Third, in addition to creating the FHFA as the new regulator and giving the ability to invest in Fannie Mae and Freddie Mac, the law created a new “duty to serve certain underserved markets” for Fannie and Freddie. The law identified manufactured housing as one of the three underserved markets (rural housing and affordable housing preservation as the other two markets). Specifically, the law mandated that Fannie and Freddie provide leadership to the manufactured housing market and facilitate a secondary market for low- and moderate-income homebuyers seeking manufactured home loans.
Fannie and Freddie are also required to develop new manufactured housing loan products with flexible underwriting standards for the servicing market. In 2010, the law requires FHFA to establish guidelines to determine whether Fannie and Freddie have complied with the new duty to serve the manufactured housing market.

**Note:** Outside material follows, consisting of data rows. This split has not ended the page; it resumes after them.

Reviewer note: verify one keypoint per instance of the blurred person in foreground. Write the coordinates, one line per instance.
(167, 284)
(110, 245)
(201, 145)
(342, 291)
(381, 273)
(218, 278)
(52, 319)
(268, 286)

Thereafter, FHFA will annually evaluate and rate Fannie and Freddie’s compliance and may even require Fannie and Freddie to submit a housing plan to correct noncompliance.
Finally, the law created several general provisions that indirectly affect the manufactured housing market. The law created a first-time homebuyer tax credit that will assist new homebuyers when making a down payment. The credit would provide an interest-free loan up to ten percent of the purchase price not to exceed $7,500. The homebuyer is required to repay the loan to the federal government over a 15-year period in equal installments. The tax credit is available for first-time homebuyers through June 2009 that purchase a principal residence, which can include manufactured homes. The law also created a tax provisions to provide an additional standard deduction for real property taxes to assist homeowners who do not itemize their income tax returns. The standard deduction is $500 (or $1,000 for joint filers) and is only available for the 2008 tax year. The deduction is also applicable for owners of manufactured homes.
Emergency Economic Stabilization Act of 2008
While the Emergency Economic Stabilization Act of 2008 primarily enacted a $700 billion plan for the federal government to buy up troubled securities infected by bad mortgages, it also provided for a few provisions related to manufactured homes. Specifically, the law extended an Energy Star tax credit for manufactured homes that was set to expire at the end of 2008. The law extended the tax credit until the end of 2009. The tax credit allows manufactured home producers to claim a $1,000 federal income tax credit for each home that qualifies for the Energy Star label. In addition, a producer may claim a $2,000 tax credit for each manufactured home that complies with at least 50% of the International Energy Conservation Code requirements. More importantly, the law did not include provisions, which would allow bankruptcy judges to modify loan terms for manufactured homes mortgages.
While the future of the U.S. economy and the manufactured housing market is uncertain, the passage of both laws will help to stabilize manufactured home ownership. By increasing FHA insurance limits and providing incentives for lenders, the federal government has created the groundwork for a healthy manufactured home market in the future.